July 13, 2010 / 5:02 PM / 9 years ago

Ocado faces calls to cut IPO price tag

LONDON (Reuters) - Online grocer Ocado faced calls to cut the price of its planned initial public offering on Tuesday as analysts and investors said its hopes of a 1 billion pound valuation were way too high.

Shore Capital analyst Clive Black said the maximum value he would ascribe to Ocado was 534 million pounds, while Arden Partners’ Nick Bubb also urged the firm to lower its sights.

“They are asking far too high a price,” a fund manager from a major investment house told Reuters on condition of anonymity.

“It would be worth discussing at 135 pence,” he added, when asked how far Ocado would have to lower its current price range of 200-275 pence a share to attract his interest.

Ocado, which sells the products of upmarket grocery chain Waitrose JLP.UL, is enjoying soaring sales but has yet to make a pretax profit.

The group, founded by three former Goldman Sachs bankers in 2000, said last week it wanted to raise 200 million pounds from selling new shares to fund a new depot for filling customer orders.

Its proposed valuation range, with a midpoint of 1.18 billion pounds including the proposed fundraising, was greeted with scepticism by analysts and investors alike.

Collins Stewart analyst Greg Lawless said last week his base case valuation was 128 pence a share, 46 percent below the midpoint proposed by Ocado, while RBS’s Justin Scarborough said even the bottom of the suggested price range seemed ambitious.

STAND OFF

“Ocado is not worth anywhere near the aspired pre-IPO value of 800 million to 1.1 billion pounds. To us, it is little short of ludicrous to suggest otherwise,” said Shore Capital’s Black, who does not expect Ocado to make a pretax profit until 2014.

Ocado took issue with Black’s conclusions.

“Given that we are in a blackout period we are unable to go into details, beyond saying that this research is based on a substantial misunderstanding of the fundamentals of the business, in particular the nature of Ocado’s mutually beneficial arrangements with Waitrose and Ocado’s relationships with its 350 direct suppliers,” a spokeswoman said.

However, another fund manager, also speaking on condition of anonymity, told Reuters he was not convinced.

“The valuation is 1990s-like, based on potential rather than a profitable model now,” he said, referring to the boom in technology stocks at the end of the last decade that ended in a crash.

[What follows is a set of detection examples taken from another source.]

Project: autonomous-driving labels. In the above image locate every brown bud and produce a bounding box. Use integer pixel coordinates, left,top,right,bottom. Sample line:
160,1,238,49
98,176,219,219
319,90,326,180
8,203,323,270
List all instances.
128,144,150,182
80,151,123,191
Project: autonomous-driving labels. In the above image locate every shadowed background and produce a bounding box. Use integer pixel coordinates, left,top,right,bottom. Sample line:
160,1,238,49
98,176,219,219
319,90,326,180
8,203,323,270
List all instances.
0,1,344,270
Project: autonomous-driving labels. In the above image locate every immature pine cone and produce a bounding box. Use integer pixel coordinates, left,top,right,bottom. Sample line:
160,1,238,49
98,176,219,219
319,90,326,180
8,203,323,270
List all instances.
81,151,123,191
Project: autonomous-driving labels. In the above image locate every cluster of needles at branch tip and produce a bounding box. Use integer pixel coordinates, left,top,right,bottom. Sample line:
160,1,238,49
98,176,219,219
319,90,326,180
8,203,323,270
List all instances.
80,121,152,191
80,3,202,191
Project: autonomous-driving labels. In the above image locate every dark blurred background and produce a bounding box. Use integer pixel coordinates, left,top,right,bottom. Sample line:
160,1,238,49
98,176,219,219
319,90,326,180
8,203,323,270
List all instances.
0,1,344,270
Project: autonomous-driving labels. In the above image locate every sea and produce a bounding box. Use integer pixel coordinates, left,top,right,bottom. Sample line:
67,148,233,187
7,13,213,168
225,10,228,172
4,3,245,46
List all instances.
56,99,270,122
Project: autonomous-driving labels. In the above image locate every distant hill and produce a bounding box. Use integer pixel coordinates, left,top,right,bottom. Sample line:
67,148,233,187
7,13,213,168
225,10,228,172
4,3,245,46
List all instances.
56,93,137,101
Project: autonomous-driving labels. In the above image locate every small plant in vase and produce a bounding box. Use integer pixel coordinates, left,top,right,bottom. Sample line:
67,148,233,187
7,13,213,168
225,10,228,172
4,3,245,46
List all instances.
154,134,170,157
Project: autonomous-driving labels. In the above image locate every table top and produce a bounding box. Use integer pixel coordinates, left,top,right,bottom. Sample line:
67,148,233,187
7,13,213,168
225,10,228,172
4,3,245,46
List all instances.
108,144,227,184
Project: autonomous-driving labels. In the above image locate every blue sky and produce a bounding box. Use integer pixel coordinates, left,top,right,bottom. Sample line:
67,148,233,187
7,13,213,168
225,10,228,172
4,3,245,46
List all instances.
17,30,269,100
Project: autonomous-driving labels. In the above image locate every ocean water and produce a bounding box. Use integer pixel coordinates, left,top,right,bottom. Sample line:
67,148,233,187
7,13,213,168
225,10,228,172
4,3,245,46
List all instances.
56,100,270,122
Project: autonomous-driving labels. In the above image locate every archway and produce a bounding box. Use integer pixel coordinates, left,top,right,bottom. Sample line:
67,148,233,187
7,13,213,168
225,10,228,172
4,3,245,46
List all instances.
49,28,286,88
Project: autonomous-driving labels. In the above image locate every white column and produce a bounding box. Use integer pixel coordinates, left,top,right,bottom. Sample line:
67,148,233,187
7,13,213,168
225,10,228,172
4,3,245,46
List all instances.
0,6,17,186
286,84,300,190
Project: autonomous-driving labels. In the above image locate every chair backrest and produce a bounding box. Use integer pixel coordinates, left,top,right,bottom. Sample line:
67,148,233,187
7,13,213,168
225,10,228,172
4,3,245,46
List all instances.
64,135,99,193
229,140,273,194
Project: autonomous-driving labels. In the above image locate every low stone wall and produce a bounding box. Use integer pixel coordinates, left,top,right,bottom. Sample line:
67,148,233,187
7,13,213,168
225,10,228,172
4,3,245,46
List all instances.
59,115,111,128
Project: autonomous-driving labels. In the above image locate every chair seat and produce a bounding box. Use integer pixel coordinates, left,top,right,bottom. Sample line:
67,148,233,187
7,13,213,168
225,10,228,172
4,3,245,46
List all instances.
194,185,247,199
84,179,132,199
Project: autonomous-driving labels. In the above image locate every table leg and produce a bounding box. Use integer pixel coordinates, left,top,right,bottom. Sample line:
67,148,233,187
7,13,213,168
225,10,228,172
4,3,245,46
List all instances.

Recession-hit investors have driven a hard bargain in IPO markets this year, with firms like fashion chain New Look and airline ticketing group Travelport abandoning flotations, but others such as retailer Supergroup SGP.L and fund firm Jupiter (JUP.L) succeeding, albeit often at cut-price valuations.

Arden Partners’ Bubb thought a compromise could be found.

“We suggest a face-saving cut in the price to 160 to 180 pence. That would mean issuing more new shares to get the required 200 million pounds of new money and would involve some painful dilution to existing shareholders,” he said.

“We don’t know if that is feasible, but the current stand-off has to be broken somehow.”